As the owner of Ndzenga Tours and Safaris, with its head office in Hillcrest, she employs 23 people and has the exclusive rights to take tourists to the province’s Zulu Royal Palaces.
“It was when I attended my first Zulu reed dance in Nongoma that I got the idea to start my business,” says Makhosi. “I met some international tourists who had come into KZN from Swaziland to attend the reed dance, but sadly a woman was turned away because she was wearing pants, which is not allowed in our culture. It was embarrassing for her and not good for us.”
“After some research I realised there was no tour company looking after tourists who were coming here for cultural experiences, and so I saw a niche and Ndzenga Tours was born.”
Getting into the tourism business had been Makhosi’s dream since she was a schoolgirl at Westville Girls’ High.
“Some of my best memories of my teenage years were our family trips to the Hluhluwe Game Reserve … watching lions chasing zebra and sleeping under the stars at night,” she says.
“I loved visiting my grandmother in the rural area of Msinga in northern KZN, waking up at 4am to go to the river, bath and fetch water.
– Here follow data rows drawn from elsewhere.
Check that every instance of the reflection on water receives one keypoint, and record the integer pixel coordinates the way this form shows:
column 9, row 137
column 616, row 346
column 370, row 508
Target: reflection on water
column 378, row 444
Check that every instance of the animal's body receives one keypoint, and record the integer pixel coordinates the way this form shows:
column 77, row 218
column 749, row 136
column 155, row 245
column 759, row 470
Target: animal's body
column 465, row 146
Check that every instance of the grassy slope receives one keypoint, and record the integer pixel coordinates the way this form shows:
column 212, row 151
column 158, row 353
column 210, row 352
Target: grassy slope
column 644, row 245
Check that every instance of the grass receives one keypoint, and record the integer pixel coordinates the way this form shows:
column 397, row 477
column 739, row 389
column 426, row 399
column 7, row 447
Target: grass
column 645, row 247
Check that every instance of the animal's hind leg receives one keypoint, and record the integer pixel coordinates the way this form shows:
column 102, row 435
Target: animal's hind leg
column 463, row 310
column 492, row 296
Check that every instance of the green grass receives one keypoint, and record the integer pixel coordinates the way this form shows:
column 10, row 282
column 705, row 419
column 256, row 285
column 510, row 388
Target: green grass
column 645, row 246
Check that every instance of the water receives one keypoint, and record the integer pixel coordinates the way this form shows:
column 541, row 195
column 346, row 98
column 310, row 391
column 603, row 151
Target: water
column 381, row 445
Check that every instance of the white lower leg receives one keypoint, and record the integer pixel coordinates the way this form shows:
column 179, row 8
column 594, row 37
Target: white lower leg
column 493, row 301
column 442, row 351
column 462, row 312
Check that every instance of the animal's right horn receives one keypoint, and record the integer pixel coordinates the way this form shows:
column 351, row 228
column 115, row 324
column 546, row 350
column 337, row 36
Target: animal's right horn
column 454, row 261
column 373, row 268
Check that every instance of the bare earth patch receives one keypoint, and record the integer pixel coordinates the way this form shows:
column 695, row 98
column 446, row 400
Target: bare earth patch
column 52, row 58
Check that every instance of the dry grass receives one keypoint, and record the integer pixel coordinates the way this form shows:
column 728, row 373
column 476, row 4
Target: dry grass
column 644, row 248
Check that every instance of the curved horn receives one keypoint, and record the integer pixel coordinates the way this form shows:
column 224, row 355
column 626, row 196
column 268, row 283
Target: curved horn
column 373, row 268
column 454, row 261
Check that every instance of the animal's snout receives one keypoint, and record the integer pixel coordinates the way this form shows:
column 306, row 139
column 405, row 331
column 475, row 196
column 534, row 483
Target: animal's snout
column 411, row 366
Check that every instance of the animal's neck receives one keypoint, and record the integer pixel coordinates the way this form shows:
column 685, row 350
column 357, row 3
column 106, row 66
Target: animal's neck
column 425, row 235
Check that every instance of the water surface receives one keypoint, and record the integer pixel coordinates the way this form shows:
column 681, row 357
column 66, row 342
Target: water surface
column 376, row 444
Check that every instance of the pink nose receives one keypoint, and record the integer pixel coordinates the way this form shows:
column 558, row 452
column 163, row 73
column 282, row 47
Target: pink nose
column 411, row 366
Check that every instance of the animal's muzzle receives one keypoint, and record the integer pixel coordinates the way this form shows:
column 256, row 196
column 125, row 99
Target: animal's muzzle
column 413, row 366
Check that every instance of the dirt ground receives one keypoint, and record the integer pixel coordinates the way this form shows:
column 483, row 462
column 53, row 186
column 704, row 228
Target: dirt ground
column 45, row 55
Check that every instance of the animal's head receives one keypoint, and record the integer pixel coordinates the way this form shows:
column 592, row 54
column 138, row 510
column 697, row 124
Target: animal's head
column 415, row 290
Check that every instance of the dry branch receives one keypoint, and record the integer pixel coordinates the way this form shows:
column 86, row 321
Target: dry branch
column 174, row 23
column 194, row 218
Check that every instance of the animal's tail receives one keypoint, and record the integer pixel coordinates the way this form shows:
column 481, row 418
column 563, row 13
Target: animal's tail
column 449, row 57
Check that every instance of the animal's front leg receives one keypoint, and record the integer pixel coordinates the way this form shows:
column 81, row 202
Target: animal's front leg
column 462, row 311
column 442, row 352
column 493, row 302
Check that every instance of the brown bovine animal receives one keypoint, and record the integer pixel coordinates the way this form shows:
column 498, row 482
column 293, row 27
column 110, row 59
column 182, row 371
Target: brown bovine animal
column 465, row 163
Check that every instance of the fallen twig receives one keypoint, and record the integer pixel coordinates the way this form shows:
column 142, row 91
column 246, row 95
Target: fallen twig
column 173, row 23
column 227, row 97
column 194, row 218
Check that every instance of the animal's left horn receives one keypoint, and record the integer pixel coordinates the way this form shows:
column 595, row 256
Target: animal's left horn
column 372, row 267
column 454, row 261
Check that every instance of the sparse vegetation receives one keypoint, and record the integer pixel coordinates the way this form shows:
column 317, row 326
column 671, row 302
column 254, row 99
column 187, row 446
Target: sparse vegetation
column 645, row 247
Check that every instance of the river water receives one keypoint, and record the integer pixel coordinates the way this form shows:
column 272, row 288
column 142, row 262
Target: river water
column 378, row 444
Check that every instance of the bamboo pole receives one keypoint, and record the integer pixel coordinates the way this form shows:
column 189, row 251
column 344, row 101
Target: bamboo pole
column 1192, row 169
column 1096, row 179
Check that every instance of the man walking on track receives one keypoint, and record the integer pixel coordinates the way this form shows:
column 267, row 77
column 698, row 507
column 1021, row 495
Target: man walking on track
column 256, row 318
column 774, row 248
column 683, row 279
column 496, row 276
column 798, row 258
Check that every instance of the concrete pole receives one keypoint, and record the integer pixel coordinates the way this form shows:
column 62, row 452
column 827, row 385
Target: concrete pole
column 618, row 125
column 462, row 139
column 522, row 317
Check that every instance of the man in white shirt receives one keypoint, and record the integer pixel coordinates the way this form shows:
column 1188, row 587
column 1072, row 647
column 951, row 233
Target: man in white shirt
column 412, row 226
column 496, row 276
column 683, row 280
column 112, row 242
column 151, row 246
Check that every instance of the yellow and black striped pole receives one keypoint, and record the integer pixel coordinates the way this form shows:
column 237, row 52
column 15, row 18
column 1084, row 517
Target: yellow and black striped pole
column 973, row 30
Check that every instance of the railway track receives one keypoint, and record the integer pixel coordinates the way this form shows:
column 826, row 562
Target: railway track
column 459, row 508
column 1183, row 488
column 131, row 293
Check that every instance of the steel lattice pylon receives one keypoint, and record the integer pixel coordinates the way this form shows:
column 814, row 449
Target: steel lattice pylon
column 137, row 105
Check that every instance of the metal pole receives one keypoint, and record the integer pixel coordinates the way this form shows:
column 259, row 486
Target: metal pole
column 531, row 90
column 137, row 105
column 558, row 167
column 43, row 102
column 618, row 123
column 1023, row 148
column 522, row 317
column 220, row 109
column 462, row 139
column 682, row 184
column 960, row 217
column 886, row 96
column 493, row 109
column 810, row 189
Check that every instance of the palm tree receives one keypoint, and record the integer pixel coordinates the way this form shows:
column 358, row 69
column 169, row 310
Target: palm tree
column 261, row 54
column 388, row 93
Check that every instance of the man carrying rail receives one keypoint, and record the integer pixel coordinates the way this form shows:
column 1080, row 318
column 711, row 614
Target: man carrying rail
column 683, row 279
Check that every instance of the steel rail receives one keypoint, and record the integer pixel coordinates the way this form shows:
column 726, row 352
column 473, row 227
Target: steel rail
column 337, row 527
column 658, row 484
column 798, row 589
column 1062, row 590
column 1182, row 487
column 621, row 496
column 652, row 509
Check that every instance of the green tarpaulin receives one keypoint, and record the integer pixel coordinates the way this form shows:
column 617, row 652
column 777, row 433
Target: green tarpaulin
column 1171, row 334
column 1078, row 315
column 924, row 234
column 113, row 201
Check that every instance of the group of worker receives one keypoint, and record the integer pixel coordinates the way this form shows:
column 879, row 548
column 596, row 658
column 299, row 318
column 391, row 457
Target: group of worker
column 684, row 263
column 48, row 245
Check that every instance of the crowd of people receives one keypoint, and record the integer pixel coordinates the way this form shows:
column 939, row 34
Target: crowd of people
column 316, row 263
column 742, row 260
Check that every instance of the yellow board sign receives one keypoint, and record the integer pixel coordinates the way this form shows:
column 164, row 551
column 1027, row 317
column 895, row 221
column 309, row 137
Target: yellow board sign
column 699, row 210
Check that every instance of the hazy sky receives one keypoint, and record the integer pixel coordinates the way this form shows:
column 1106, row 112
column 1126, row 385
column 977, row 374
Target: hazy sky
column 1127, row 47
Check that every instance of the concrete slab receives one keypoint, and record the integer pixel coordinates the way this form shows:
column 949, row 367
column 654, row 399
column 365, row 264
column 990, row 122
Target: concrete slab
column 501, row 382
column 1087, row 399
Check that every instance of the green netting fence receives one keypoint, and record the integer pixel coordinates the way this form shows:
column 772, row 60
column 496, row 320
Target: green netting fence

My siblings thought I was crazy.”
Initially discouraged from going into the tourism business by her parents who thought she should be a teacher, Makhosi remained intrigued by the fusion of business and travel.
It was while working in a call centre that she decided she was going to follow her dream. “I apologised to my team leader saying I wouldn’t be going back to work the next day because I was starting my own business.”
She named her fledgling company after her oldest daughter Ndzenga, which was the name of an Angolan queen and means strength.
“Our specialty is cultural tourism, including everything from city and township to the Royal Palaces, the Valley of 1 000 Hills and the game reserves of northern Natal,” says Makhosi.
She is particularly proud of having exclusive rights to the Royal Palaces and the home-stay experiences she offers at iSithumba Cultural Village.
“The challenge has been to raise the bar to meet international standards,” says Makhosi. “It’s important for my guides to speak the languages of our tourists, so already we offer the 11 South African languages, German and French, with Mandarin and Russian coming soon.”
She is also passionate about service excellence and women empowerment. “As chairperson for the Department of Tourism’s Women in Tourism KZN Chapter, my role is to encourage and empower women, especially those in townships and rural areas, to learn new skills, to upgrade facilities and to work together to provide top quality service.”
Makhosi is also using her experience and skills in her Qhawekazi Foundation to provide free training to women and youth in tourism-related businesses. “There is so much to do to be compliant in this industry that sometimes it’s nice to just get a helping hand and a breather.
“I remember my difficulties starting as one of the first black women tour operators in a very male-dominated industry where no one took me seriously and thought I could never succeed,” she says. “I am proud to have proved them wrong.”
A single mom to two daughters, aged four and nine, Makhosi is also studying tourism management and says most of her spare time is spent keeping up with the ever-evolving tourism industry, especially digital transformation.